Podemos ver isto de duas maneiras: a primeira, e a mais óbvia, a da promiscuidade entre o poder político e o tecido empresarial; a segunda, não menos grave que a primeira, antes pelo contrário, a da classe empresarial que, na lamuria programática do "colaborador" improdutivo e da rigidez das leis do trabalho, passa a vida encostada ao Estado que abomina.
Antes do 25 de Abril de 1974 havia duas classes de pantomineiros: os ligados à agricultura, denominados "agrários", os com ramo de actividade na indústria, conhecidos por "industriais", a revolução democratizou o léxico e renomeou todos em "empresários".

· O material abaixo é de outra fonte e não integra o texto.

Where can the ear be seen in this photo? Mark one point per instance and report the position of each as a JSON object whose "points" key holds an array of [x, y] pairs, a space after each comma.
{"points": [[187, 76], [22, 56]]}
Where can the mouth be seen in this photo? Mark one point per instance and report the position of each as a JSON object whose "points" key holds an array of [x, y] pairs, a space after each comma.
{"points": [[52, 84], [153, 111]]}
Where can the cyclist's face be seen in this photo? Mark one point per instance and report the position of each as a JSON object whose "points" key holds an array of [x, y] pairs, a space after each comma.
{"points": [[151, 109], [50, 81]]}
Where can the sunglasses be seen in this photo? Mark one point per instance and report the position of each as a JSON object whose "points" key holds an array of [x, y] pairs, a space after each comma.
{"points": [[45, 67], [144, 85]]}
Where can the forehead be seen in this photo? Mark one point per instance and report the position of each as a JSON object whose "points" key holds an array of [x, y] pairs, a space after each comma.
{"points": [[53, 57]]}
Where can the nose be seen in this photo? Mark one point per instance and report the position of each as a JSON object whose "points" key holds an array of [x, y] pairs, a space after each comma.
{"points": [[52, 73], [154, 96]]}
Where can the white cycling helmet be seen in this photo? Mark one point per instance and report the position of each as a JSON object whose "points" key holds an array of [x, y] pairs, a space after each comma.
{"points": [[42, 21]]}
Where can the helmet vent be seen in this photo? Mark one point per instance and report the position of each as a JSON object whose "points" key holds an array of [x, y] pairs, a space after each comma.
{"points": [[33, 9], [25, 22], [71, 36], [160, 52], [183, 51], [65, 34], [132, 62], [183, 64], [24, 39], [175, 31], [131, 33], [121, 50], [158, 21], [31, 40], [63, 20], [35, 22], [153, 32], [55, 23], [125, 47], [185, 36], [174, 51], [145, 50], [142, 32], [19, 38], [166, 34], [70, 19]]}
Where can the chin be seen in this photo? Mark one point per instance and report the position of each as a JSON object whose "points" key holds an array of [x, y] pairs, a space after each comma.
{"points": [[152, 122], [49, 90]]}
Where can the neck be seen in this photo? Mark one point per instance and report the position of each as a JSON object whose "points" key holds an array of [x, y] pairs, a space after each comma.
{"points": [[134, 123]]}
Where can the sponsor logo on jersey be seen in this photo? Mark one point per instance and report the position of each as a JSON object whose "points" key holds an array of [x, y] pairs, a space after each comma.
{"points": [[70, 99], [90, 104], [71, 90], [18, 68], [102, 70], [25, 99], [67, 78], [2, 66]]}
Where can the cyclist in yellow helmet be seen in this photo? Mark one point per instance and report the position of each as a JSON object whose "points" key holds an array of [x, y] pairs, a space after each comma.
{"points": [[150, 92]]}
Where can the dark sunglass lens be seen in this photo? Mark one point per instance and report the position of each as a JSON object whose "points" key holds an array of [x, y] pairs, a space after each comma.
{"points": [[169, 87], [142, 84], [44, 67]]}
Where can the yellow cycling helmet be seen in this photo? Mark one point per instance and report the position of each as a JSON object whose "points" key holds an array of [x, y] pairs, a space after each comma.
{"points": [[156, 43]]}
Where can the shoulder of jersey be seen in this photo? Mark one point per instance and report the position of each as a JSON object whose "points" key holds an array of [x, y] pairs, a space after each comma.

De manhã tivemos a doutora Joacine em directo na televisão a acusar o Livre de se ter aproveitado duma negra gaga para eleger um deputado, exactamente o argumento usado pelo Livre e pela deputada para classificar de racista e de extrema-direita para cima quem disse o mesmo da doutora Katar-Moreira quando foi eleita.
À noitinha tivemos a doutora Isabel dos Santos no Twitter a classificar de racismo e preconceito os casos de corrupção e nepotismo onde aparece envolvida na investigação jornalística "Luanda Leaks".
"Racismo" e "preconceito" é o novo maravilhoso.
De caminho a Price Waterhouse Coopers cortou relações com a filha do pai depois de décadas a ser paga para trabalhar na maquilhagem das trafulhices da empresária, dar-lhe um ar decente, aceitável e com "sentido de Estado, enquanto o Cigarette Smoking Man ou Cancer Man dos X-Files, também conhecido por Fórum de Davos ou Forum Económico de Davos, 'desconvidou' a senhora. Tem peçonha, ninguém sabia ou sequer desconfiava. Por causa das carradas de maquilhagem e do cabelo esticado que a fazem quase branca. Uma afirmação claramente preconceituosa e racista, esta.
Entretanto vai grande alegria e excitação no jornal do militante n. º 1, também ele sentadinho em Davos e apanhado de surpresa com toda esta embrulhada, enquanto ficamos todos à espera que depois de publicar a prometida lista dos jornalistas avençados do BES nos Panamá Tretas, o Expresso publique também a lista dos jornalistas avençados da cleptocracia angolana que conseguiu roubar e fazer mais mal ao seu próprio povo que o colonialismo, e isto sem qualquer acusação de racismo e preconceito, sublinhe-se.